I want to expound on an idea that I read about in my Advent devotional last night, namely that shepherds were an ideal group of people to welcome God wrapped up in human flesh that night in Bethlehem. You see, shepherds often play a key part in Biblical stories. King David himself was a shepherd. When God chose one of Jesse’s son’s to replace Saul as King of Israel, he didn’t pick one of the large, impressive older sons. He picked the young shepherd, much to the shock of Samuel and I’m sure to David as well. David and many Kings after him would be called “Shepherds of the People.” They weren’t always good at it either. In Ezekiel 34, the prophet condemns the leaders of Israel for not taking care of their flock and then promises that God will send his people a new shepherd.
That shepherd, the Good Shepherd, was born in a stable in Bethlehem and other shepherds showed up to welcome him. Those men were just sitting in the fields waiting and watching, just like we do during Advent, when they were given a message so awesome and from such an awesome source that they had to check it out.
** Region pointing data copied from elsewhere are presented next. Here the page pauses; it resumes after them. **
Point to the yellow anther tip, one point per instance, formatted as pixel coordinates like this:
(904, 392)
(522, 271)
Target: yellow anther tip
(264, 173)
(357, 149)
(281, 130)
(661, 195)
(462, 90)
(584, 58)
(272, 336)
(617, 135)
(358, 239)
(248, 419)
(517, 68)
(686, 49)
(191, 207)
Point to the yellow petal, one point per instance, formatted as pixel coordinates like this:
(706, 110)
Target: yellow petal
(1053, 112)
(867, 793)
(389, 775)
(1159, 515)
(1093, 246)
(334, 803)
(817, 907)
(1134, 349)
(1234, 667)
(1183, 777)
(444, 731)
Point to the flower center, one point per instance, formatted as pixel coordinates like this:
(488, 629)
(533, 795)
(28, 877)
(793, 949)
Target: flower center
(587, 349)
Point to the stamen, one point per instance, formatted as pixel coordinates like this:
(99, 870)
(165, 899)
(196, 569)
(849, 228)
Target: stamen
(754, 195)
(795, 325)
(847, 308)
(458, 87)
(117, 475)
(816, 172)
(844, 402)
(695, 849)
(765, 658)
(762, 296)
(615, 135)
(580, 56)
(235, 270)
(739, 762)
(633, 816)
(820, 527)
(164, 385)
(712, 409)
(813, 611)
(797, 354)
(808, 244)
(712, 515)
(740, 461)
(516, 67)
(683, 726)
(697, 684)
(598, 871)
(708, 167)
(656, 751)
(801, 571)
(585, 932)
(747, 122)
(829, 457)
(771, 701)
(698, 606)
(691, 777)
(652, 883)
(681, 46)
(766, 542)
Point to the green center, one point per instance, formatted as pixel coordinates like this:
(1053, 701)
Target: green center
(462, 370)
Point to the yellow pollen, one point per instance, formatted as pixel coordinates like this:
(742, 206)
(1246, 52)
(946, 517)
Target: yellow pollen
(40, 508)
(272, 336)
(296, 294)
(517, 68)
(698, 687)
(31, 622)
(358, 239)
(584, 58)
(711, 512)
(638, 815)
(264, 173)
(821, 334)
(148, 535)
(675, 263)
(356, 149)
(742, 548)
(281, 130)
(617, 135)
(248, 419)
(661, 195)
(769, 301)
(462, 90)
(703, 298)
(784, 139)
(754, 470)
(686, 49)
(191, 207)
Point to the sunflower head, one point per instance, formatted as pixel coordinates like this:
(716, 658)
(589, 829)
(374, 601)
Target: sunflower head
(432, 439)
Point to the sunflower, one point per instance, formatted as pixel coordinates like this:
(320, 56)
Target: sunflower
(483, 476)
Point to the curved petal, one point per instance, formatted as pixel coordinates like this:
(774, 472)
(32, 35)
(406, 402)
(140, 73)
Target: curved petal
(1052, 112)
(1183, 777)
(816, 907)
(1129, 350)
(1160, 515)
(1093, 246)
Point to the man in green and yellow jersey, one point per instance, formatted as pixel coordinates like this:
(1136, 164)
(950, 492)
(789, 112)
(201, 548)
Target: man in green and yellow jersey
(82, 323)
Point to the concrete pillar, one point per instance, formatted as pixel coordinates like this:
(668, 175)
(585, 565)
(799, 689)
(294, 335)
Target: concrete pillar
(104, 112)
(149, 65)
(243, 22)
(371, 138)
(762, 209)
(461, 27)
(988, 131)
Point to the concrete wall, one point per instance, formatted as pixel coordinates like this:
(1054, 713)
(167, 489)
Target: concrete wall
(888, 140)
We are given that same message, how enthusiastically do we pursue it?
So yeah, shepherds are linked with the Davidic lineage and Christ himself, who calls himself the Good Shepherd, but still, doesn’t the King deserve better, especially the King of the Universe?
Think about kings, rulers, or world leaders today. How are they guarded? The President of the United States is always flanked by dour looking men and women in neatly pressed suits, often pictured with sunglasses. You can easily picture the stereotype, can’t you? You may not see it, but I bet most of them are armed to the teeth too. Think about all the pomp and circumstance that surrounds the British Monarchy: all the colorful uniforms and ribbons. One easily conjures the iconic image of the guards at Buckingham Palace. The Pope himself is guarded by the Swiss guard, who often parade around in odd looking colorful garb, but make no mistake, they are some of the best trained guards in the world.
Yet Jesus, born not in a palace but in a stable, attended not by soldiers armed to the teeth with guns, swords, and pikes, but by simple, probably smelly shepherds, invites us to consider a different image.
We are obsessed with security. Just look around at the news headlines right now. People seem to be absolutely terrified. Even in the United States where we have more money, more resources, and more guns than almost anybody else we live in constant fear that somebody is going to try to take us down, that somebody is going to try to take from us. That fear is fueling some of the most hateful rhetoric I can remember in 37+ years on this earth, even worse than immediately after 9/11 in my opinion.
Yet Jesus presents a life in stark contrast to that. He gave up all his stuff, everything that he was entitled to as God (which is a lot) and showed up in one of our small, frail, human bodies. Then he told us not to worry about tomorrow and not to worry about our stuff. He told us not to be afraid. He told us to love our enemies.
This caused him some trouble, and eventually the authorities of the day came for him. When they did, one of his friends (a fisherman by trade) pulled out a sword and tried to defend him, but Christ told him to put the sword away.
Many of our leaders tell us we must kill, we must commit acts of violence, and some suggest acts of unspeakable hate. Christ tells us that “those who live by the sword will die by the sword.” (Matthew 26:52).
Christ let himself be taken away to be tortured and executed. As they killed him, he could have responded by calling down all the power of the universe on his executioners, but he prayed for them instead.
Do you see the contrast between the way of Christ and the way we are told it must be today?
God didn’t need or desire a phalanx of royal guards with polished weapons and pressed uniforms. All those humble shepherds had to offer him was their love, their loyalty, and their devotion.
Could it be that this is what he desires from us as well? He doesn’t want or need warriors or killers. He wants people who will love him and their neighbors. He wants people who will live like he did and be devoted to him. He wants people who are willing to lay down their lives for others.
So where does that leave you and me in this current climate of anger and fear? Can we really square Christianity with the current behaviors of our society? What can YOU do to make it better for just one person?
I invite all of us to think on this as we make our way through this Advent and into the next political year. Do we follow the Prince of Peace or our culture of fear?